Inovatif, MTQ XXX Kaltim Akan Digelar Serba Digital

JAKARTA – Musabaqoh Tilawatil Qur’an ( MTQ ) 2024 yang digunakan akan dilakukan di area Perkotaan Samarinda, Kalimantan Timur (Kaltim) mencatatkan sejarah dengan menerapkan teknologi digital dari mulai pendaftaran, penyelenggaraan, penjurian, hingga publikasi. Terdapat tiga pembaharuan digital yang dimaksud digunakan, yakni E-MTQ, E-Scoring, kemudian E-Maqro (Bank Soal).
MTQ XXX dihadiri oleh sebanyak 1.998 kontestan yang digunakan terdiri terdiri dari 1.567 kontestan inti juga 431 cadangan. Anggota ini berasal dari 2.377 pendaftar yang tersebut didaftarkan oleh masing-masing pemprov pada E-MTQ.
“Penyelenggaraan MTQ XXX ini kita ikhtiarkan, kita upayakan penyelenggaraan serba digital, mulai pendaftaran hingga pengumumannya. Ini adalah harapan metamorfosis digital di tempat Kemenag, sudah ada sesuai dengan roadmap, peta jalan yang mana sudah ada dibuat Kemenag,” kata Staf Khusus Menteri Agama (Stafsus Menag) Lingkup Dunia Pers kemudian Komunikasi Publik Wibowo Prasetyo pada konferensi pers terkait persiapan penyelenggaraan MTQ Nasional XXX pada Kantor Kemenag, Jakarta, Mulai Pekan (2/9/2024).
MTQ XXX tingkat nasional tahun 2024 akan diselenggarakan pada 6-16 September 2024. Pembukaan MTQ rencananya dijalankan oleh Presiden Jokowi bersatu Menteri Agama (Menag) Yaqut Cholil Qoumas.

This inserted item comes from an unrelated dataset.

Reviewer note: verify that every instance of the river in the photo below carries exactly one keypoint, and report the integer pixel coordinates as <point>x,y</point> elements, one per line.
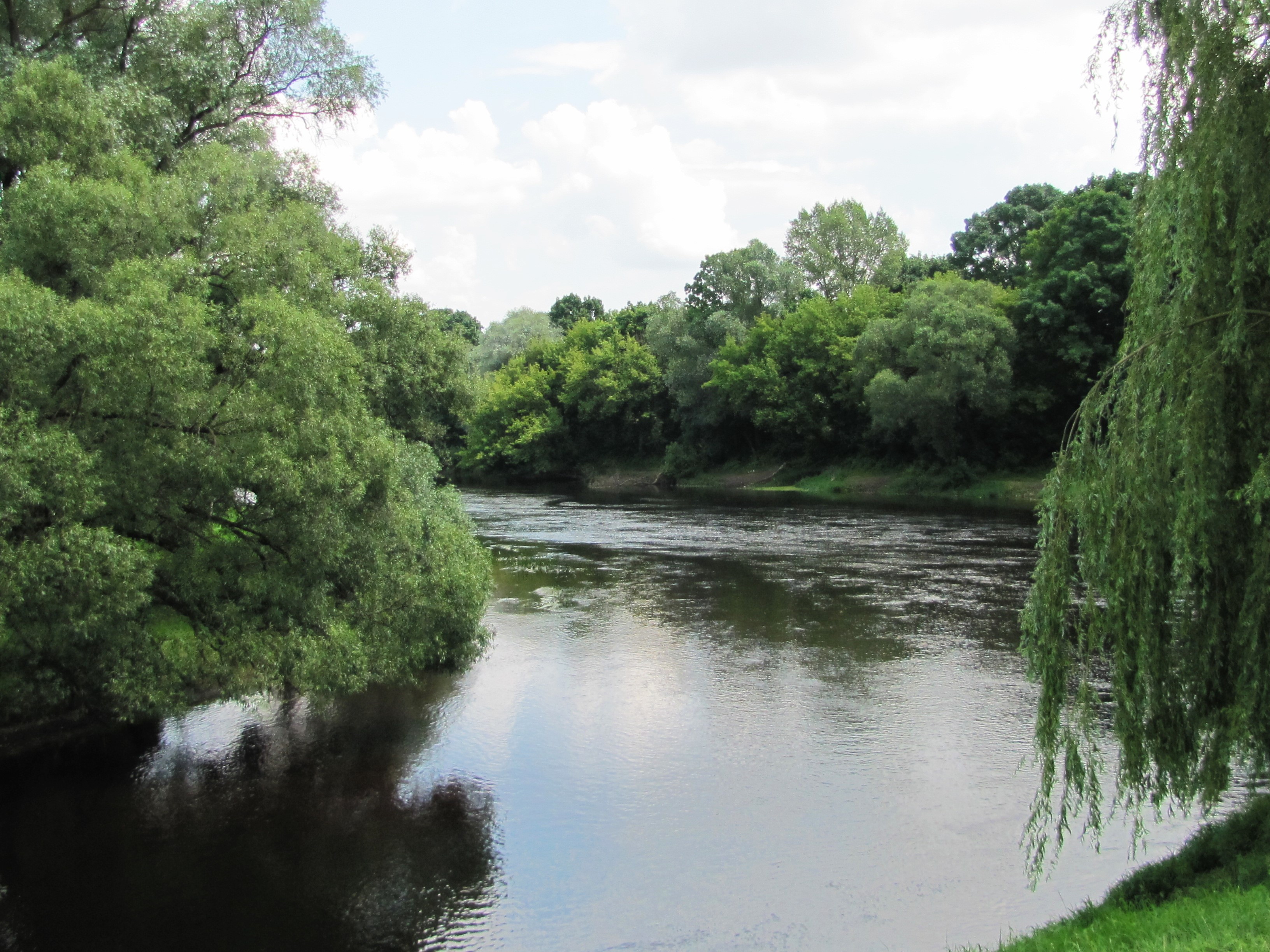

Wibowo menjelaskan, perubahan fundamental digital telah diadakan dalam seluruh satuan kerja Kemenag untuk membantu mengotimalkan semua layanan, baik layanan keagamaan maupun pendidikan. Menurut Wibowo, terdapat beberapa kegunaan kemudian tujuan penyelenggaraan MTQ serba digital. Pertama, meningkatkan kualitas penyelenggaraan sangat jauh lebih tinggi efisien, transparan, akuntabel, kemudian lebih lanjut profesional.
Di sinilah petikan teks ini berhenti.